The classic Spanish, like what it is spoken in Spain, is Castillian. The version spoken in South America is different. In much the same way that English at home is different from the US or Australian versions, the language in South America has suffered what is known as colonial lag. This is a (disputed) hypothesis which postulates that migrants who move far from their homeland tend to preserve their native language in the form that existed at the time of that migration. So although the season used to be known as fall in the UK, the latinate form – autumn – became more popular later while the original persisted in the US.
It would appear that a similar phenomenon exists in South America. This is somewhat annoying for me as it appears to impact the very few words and pronunciations in Spanish with which I am actually familiar. So, when I greet the locals with a jolly and robust “Buenas dias”, the response drops the endings. It appears that the ‘S’ is silent here, so I get back “Buena’ Dia’.” Similarly, I know that the rule is that when a pair of Ls appear in the middle of a word, I should pronounce them as a Y. So if I want the chicken from the menu, I should pronounce pollo as paw-yo. No. Here, the double L is pronounced like a soft ZH, so I need to say paw-zho. Or, more likely, just point.
This is all a lead up to our big Argentinian meal. I had heard recommendations for a place called Don Julio, a grill restaurant or parrilla that is so popular, it gets booked up months in advance. I had actually missed the availability for dinner on any date during our stay, but I had managed to get a 1pm lunch slot with which I was perfectly content. We took an extensive stroll around the Palermo neighbourhood before presenting ourselves at the threshold of the restaurant.

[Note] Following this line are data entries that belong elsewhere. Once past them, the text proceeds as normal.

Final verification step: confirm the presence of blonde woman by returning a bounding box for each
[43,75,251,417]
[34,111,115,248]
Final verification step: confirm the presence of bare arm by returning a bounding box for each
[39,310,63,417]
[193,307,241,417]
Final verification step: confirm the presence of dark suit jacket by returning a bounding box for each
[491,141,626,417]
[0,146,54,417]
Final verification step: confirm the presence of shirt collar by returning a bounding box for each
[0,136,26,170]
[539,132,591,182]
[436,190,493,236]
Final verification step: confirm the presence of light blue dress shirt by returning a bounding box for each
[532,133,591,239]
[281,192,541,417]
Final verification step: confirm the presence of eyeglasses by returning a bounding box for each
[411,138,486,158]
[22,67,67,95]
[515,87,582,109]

Although bookings are difficult to get, they do also offer a queuing system for the sufficiently patient. You can show up at the door and put your name on the list then wait for the requisite period to get a table. They were quoting 90 minutes to the guy in front of us as we arrived. When booking, they make a point of telling you that your table will be held for 15 minutes only. We made sure to be prompt and felt slightly smug as we gave our name to the host and were ushered immediately indoors and seated at our table for two.
Although smug, we were also ever so slightly envious of the outdoor hopefuls. It turns out that, every twenty minutes or so, small glasses of fizz are distributed to the queue together with miniature empanadas. We weren’t envious enough to stand outside and wait, though.

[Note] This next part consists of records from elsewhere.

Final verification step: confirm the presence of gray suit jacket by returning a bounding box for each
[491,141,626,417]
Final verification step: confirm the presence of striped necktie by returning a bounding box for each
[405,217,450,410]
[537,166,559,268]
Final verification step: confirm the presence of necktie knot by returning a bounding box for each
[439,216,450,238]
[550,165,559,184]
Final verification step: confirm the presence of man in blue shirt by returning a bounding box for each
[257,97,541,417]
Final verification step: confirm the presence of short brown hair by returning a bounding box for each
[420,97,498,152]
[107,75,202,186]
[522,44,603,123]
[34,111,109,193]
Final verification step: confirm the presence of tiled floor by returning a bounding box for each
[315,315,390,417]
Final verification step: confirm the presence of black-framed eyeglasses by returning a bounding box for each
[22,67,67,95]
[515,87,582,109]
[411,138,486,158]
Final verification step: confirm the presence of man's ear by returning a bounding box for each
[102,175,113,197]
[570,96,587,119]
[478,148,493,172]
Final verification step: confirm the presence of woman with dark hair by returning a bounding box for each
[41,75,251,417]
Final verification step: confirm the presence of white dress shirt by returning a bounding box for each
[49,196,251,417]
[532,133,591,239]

I had heard that portion sizes here were large and, given what we’d already experienced in Argentinian restaurants, there was no reason to doubt this intelligence. Accordingly, we skipped starters and went straight to main courses. We played it safe and each ordered a sirloin steak. After all, how excessively sized could that be?

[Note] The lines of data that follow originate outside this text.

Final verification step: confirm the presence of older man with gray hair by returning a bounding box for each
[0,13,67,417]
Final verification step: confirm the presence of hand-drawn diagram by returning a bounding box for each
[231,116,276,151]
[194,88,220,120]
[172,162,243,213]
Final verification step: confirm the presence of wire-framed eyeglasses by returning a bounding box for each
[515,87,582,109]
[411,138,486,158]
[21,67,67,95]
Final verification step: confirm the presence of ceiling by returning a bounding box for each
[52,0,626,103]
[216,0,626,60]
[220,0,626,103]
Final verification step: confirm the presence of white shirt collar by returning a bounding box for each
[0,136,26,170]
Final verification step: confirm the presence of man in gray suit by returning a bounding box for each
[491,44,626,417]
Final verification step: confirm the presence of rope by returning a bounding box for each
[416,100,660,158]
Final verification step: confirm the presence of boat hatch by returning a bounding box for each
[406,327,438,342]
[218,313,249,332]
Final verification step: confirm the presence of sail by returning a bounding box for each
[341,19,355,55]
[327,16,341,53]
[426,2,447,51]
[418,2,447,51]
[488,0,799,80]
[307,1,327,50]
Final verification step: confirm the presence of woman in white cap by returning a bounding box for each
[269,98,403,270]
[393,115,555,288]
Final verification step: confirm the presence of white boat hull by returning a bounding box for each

Really quite large indeed, turned out to be the answer. Mashed potato, roasted red peppers, and splendid red wine accompaniments made for an excellent lunch. We also had the kitchen theatre going on right behind me as the chefs worked their magic at the grill.
This is a place that should be on your list if you come to Buenos Aires.
After that meal, there was nothing to do but try to walk off the weight of food. A small stroll through Palermo and then a relaxing evening sorted us out for the rest of the day. But, have no fear! We did undertake some planning for Saturday so that we would do something other than just eating lunch.